Frederick Marsh

Personal information
- Full name: John Frederick Marsh
- Born: 11 May 1875 Thame, Oxfordshire, England
- Died: 30 October 1927 (aged 52) Higham on the Hill, Leicestershire, England
- Batting: Right-handed
- Role: Opening batsman
- Relations: Brother, James

Domestic team information
- 1897–1906: Oxfordshire
- 1904: Cambridge University
- First-class debut: 12 May 1904 Cambridge University v Yorkshire
- Last First-class: 9 July 1904 Cambridge University v Warwickshire

Career statistics
| Competition | First-class |
| Matches | 8 |
| Runs scored | 548 |
| Batting average | 42.15 |
| 100s/50s | 2/2 |
| Top score | 172* |
| Balls bowled | 24 |
| Wickets | – |
| Bowling average | – |
| 5 wickets in innings | – |
| 10 wickets in match | – |
| Best bowling | 0-18 |
| Catches/stumpings | 7/– |
- Source: CricketArchive, 24 September 2017

= Frederick Marsh (cricketer) =

English cricketer

John Frederick Marsh (11 May 1875 – 30 October 1927) was an English cricketer who played in eight first-class cricket matches for Cambridge University in 1904. His unbeaten 172 in the second innings of the 1904 University Match was the highest score in the fixture at the time. He was born at Thame, Oxfordshire and died at Higham on the Hill, Leicestershire.

Marsh was educated at Amersham Hall school and at Jesus College, Cambridge. As a cricketer he was a right-handed opening batsman and he had made his debut for Oxfordshire County Cricket Club in minor matches in 1892, playing regularly in the county's Minor Counties matches from 1897. He was described in his obituary in Wisden Cricketers' Almanack as "a batsman with a dogged defence and no pretensions to style". He was 25 years old before he went to Cambridge University and played in the freshmen's trial match in 1901, scoring 98 in the second innings, but then failed to be selected for any games except trial matches at Cambridge for the next three seasons. In 1904, however, having made a century in a trial match for the university side, Marsh finally made his first-class debut and in his third game, the match against the London County Cricket Club, W. G. Grace's team, he scored 118 in the second innings. That led to his selection for the 1904 University Match against Oxford University, where he proved to be a successful but controversial player. In the second Cambridge innings, Marsh made an unbeaten 172, the highest score in the history of the University Match, beating by one run the 171 made by Tip Foster in 1900. The decision by Cambridge captain Frederic Wilson to delay the second innings declaration to enable Marsh to beat the record was widely criticised as the match then ended in a draw.
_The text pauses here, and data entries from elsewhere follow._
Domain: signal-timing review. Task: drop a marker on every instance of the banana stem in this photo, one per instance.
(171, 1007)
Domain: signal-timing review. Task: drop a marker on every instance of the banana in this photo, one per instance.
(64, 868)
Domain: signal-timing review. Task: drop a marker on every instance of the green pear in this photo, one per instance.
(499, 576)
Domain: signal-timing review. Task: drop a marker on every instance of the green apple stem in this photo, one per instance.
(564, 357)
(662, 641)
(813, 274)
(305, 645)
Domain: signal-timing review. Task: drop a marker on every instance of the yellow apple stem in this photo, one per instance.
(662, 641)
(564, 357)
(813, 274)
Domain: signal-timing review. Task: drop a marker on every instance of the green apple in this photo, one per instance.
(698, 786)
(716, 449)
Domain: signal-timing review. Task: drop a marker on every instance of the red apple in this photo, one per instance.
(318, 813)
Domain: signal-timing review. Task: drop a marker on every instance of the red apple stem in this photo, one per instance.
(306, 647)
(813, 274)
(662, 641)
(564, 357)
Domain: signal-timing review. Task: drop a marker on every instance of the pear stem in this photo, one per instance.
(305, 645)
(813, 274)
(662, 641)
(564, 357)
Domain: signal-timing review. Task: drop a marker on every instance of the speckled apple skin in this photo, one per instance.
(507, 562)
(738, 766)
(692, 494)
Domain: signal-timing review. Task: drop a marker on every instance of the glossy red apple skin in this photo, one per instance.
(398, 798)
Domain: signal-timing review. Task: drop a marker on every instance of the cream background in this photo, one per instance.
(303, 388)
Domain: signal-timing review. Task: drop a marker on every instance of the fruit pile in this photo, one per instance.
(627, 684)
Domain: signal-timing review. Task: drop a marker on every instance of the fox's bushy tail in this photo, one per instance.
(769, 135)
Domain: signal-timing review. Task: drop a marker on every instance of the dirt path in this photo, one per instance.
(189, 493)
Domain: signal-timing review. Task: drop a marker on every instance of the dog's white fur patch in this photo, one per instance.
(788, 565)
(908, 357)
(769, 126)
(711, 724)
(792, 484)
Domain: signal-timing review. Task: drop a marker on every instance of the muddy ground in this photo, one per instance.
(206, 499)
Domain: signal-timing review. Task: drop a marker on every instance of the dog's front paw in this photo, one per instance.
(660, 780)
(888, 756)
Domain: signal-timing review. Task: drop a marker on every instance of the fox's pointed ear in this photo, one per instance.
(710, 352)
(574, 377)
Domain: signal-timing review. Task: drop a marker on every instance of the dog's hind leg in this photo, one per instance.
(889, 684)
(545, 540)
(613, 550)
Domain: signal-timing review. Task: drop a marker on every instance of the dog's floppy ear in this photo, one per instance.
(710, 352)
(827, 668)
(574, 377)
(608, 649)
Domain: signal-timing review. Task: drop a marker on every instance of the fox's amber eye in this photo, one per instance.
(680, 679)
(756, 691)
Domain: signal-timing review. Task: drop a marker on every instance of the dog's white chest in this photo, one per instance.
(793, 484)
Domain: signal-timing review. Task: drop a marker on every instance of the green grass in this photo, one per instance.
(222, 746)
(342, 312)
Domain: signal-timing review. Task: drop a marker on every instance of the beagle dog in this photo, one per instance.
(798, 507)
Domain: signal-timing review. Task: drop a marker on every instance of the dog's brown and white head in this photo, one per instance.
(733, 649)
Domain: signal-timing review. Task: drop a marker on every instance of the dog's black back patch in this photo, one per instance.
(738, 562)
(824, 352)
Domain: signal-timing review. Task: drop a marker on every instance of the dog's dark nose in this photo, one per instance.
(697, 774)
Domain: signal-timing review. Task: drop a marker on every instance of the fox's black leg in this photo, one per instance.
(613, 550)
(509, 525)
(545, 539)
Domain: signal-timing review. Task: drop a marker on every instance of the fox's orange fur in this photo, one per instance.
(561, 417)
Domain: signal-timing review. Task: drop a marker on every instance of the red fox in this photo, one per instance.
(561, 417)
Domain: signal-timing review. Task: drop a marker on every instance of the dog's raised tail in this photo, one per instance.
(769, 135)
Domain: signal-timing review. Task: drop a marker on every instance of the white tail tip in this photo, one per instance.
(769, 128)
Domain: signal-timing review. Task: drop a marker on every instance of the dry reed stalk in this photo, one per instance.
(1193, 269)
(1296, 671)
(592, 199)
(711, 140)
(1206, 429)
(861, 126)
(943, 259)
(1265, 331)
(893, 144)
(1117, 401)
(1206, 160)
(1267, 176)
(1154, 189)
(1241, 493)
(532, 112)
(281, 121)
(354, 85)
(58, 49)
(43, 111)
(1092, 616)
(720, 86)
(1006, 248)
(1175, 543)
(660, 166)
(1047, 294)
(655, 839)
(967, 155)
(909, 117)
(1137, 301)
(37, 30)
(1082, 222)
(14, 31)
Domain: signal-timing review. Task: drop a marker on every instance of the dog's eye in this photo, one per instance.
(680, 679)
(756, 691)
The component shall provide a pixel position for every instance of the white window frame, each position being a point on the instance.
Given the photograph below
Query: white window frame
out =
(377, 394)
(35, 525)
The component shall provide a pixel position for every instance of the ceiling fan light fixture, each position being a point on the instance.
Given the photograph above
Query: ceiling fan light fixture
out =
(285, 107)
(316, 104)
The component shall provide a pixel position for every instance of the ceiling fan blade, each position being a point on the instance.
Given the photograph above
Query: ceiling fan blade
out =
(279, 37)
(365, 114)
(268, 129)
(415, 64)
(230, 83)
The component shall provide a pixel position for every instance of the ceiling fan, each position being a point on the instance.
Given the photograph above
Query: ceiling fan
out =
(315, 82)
Wisden Cricketers' Almanack wrote that the delay "was clearly a mistake" and that "the chance of winning the match should have outweighed all considerations of personal distinction", though it added that rain and missed catches had also contributed to Cambridge's failure to win.

Marsh played no further first-class cricket after leaving Cambridge University in the summer of 1904, and his appearances for Oxfordshire tailed off by 1906. He became a schoolmaster at Rossall School – where he was joined fleetingly by his Cambridge cricket captain, Wilson, who soon left to become a sports journalist; Marsh remained at Rossall until 1915.